To me, the most beautiful part of the holiday season is that people are so willing to give something positive to each other — a simple smile or a helping hand, a donation of time, or goods, or money to a worthwhile charity to pay forward; a gift to a loved one or a stranger — without the need to be judged in return. Every gift counts. Every gift matters. This is something most of us realize as we mature and journey away from our childhood nests and go out into the wide world, even though the joys of giving — and receiving — are taught to us at a very early age.
For young children, the receiving is understandably more important than the giving. Lexi Walters Wright cautions that while the highlight of the holiday season for children is opening presents, holiday gift exchanges can be a source of frustration and disappointment for children, leading some to tantrums and meltdowns:
The excitement, chaos and lack of routine of the holidays set the stage. If your family has had to travel, your child might feel out of place in unfamiliar surroundings and around people he may not know well. Plus, he’s got the pressure of always having to “be good.”
But even if you’re celebrating quietly at home, the hype and anticipation may make it hard for your child to keep his emotions in check. When expectations run high, disappointments can be especially hard to handle.
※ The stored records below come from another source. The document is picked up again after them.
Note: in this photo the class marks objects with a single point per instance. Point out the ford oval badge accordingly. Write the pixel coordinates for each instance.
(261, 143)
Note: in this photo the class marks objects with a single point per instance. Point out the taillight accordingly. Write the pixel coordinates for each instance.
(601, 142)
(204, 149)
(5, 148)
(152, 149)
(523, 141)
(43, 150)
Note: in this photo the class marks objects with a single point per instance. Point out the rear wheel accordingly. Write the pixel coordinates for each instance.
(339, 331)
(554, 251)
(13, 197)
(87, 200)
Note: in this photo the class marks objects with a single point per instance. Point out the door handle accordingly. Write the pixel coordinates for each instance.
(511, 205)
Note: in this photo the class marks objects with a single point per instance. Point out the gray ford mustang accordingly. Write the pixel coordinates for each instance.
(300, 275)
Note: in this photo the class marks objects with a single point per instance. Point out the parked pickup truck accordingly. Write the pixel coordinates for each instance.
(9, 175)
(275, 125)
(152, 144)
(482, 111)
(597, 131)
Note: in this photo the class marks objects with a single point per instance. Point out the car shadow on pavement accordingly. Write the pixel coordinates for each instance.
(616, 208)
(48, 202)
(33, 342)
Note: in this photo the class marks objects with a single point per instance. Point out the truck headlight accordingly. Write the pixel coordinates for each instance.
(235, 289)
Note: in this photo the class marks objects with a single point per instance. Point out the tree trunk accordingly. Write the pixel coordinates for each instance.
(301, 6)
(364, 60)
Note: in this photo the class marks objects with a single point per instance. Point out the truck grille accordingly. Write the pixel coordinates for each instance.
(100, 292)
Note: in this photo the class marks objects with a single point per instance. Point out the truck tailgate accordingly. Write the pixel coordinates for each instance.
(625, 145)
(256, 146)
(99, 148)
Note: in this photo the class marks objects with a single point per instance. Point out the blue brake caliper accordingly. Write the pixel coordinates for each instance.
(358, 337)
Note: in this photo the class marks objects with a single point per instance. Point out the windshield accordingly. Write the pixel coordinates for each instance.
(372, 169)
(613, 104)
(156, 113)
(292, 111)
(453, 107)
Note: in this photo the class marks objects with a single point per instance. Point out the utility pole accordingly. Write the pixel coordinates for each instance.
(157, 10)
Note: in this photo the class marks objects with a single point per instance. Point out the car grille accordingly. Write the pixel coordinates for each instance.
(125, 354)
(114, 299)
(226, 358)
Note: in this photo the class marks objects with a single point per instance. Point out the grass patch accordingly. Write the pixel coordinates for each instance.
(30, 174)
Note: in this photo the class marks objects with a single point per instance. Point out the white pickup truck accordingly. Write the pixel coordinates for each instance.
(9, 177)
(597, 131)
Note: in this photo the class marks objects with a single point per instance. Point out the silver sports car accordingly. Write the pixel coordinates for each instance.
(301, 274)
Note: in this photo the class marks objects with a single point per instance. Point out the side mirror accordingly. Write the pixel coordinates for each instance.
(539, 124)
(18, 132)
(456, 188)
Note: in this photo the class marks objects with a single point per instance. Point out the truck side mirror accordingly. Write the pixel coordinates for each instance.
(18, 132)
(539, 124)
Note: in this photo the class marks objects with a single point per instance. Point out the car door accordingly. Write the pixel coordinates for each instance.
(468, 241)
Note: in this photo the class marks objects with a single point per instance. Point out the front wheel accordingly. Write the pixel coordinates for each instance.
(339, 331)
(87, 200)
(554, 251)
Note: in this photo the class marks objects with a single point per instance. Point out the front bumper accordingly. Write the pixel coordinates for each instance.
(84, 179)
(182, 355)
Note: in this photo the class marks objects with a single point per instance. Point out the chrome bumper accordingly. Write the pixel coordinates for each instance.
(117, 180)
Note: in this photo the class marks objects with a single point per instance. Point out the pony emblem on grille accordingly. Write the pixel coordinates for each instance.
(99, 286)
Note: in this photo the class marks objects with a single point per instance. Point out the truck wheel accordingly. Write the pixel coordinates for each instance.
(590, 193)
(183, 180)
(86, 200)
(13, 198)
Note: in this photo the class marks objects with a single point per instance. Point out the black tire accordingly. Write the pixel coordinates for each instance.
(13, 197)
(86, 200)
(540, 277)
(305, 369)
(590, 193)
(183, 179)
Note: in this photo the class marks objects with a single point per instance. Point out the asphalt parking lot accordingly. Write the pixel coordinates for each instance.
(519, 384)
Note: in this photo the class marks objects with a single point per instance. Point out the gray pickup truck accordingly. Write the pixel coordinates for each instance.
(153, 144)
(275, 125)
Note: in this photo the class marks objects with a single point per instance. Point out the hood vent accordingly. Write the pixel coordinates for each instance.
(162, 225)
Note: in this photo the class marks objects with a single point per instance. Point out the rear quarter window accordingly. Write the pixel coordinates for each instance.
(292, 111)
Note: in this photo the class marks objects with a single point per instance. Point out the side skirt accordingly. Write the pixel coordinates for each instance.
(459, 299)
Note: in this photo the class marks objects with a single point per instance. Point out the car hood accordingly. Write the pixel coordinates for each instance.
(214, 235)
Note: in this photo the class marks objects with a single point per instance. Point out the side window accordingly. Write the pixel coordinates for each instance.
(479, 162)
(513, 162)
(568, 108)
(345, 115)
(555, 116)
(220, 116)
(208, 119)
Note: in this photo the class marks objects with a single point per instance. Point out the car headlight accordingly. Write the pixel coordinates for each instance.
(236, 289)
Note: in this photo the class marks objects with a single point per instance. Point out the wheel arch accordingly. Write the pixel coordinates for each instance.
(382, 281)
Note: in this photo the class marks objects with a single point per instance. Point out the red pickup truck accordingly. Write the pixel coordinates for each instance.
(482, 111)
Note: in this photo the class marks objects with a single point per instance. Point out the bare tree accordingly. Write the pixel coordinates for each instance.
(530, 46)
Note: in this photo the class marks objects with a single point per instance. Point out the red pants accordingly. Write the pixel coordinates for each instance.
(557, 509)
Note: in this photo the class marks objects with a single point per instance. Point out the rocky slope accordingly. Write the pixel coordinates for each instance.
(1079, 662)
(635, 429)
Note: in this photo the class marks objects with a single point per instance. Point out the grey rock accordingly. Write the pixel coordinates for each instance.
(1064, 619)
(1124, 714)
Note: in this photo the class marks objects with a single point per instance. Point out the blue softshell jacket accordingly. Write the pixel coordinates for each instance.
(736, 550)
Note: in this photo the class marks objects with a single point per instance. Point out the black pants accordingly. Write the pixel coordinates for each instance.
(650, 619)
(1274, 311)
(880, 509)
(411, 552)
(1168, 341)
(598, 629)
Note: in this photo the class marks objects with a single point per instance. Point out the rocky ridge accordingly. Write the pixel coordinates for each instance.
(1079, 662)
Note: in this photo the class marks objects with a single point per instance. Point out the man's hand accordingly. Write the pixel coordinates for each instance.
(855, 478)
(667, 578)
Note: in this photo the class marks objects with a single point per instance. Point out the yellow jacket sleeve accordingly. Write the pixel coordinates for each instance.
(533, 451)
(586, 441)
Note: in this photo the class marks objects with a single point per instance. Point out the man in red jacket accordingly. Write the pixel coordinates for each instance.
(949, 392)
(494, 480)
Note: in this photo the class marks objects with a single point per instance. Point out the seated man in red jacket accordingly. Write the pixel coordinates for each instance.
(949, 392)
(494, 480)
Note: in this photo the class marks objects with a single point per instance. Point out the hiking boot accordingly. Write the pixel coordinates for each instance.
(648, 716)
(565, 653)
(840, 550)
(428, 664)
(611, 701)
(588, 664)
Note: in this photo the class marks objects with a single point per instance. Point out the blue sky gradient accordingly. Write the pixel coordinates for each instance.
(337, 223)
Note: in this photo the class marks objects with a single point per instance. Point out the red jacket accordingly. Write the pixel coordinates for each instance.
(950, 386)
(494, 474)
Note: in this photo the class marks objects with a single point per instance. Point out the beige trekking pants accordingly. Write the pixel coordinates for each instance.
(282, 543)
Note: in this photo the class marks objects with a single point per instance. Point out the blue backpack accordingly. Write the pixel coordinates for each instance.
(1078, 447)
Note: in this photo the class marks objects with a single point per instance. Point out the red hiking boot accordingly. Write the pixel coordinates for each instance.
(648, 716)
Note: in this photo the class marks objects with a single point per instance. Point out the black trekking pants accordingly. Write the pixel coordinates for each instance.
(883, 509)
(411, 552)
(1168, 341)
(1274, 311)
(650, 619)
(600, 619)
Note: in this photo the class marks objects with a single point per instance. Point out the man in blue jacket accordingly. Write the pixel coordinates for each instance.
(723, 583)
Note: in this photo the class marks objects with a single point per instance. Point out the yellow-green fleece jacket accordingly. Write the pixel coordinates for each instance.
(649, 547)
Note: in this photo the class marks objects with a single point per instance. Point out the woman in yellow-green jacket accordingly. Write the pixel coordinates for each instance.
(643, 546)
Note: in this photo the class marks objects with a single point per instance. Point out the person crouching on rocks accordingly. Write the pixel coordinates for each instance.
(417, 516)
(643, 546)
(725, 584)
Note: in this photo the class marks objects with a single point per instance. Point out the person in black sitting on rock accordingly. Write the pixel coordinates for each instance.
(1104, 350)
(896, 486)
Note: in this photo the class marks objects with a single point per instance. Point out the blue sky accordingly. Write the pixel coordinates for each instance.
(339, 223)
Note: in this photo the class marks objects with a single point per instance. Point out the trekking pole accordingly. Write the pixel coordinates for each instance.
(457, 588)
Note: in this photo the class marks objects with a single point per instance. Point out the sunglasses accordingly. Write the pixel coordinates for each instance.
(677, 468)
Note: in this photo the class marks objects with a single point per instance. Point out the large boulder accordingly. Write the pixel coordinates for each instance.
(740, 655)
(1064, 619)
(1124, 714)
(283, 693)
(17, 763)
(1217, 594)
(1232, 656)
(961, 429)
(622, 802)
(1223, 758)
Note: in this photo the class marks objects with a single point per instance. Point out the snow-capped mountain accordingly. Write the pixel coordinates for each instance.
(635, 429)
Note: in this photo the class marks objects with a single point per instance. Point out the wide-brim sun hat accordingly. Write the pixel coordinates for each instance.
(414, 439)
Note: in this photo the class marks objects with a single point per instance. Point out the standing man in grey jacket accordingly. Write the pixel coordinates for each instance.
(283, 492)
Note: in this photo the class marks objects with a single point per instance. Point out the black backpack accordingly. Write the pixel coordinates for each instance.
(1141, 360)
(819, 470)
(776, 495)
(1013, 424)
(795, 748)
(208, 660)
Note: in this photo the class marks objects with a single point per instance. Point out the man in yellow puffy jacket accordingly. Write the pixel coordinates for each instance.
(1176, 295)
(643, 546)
This is especially true, Wright says, for children with attention problems, and for those who learn differently. Impatience, impulsivity, inflexibility, overexcitement, and extreme sensitivity are some characteristics that might get in the way of children having a merry old time. I would add that being over-tired from holiday travel, missing naps, and “sugar highs” can make any young child a cranky ol’ Grinch. Wright suggests that parents should try to anticipate negative behaviors and responses in advance:
Avoiding tantrums or meltdowns in the first place is always the best scenario. But for issues that do come up, it helps if you’ve agreed with your child in advance on a look, word or gesture you can use on the spot to help him recognize and stop his behavior.
If he can’t stop even with a signal from you, you can step in and address the situation. Acknowledge both your child’s perspective and the gift-giver’s sentiment. “It’s true; you do already have that doll!—Aunt Sue must know exactly what you like! Thanks, Aunt Sue!” Then try to move on by introducing another gift or a different topic for conversation. And you can always suggest that he go get something to drink or take the dog for a walk.
Wright’s three takeaways to help avoid holiday meltdowns and tantrums:
- Kids who have issues with impulsivity, distractibility or social cues may find gift exchanges difficult.
- Anticipating problems and preparing in advance can help minimize outbursts.
- Observing your child during gift-giving this season can help you strategize for next year.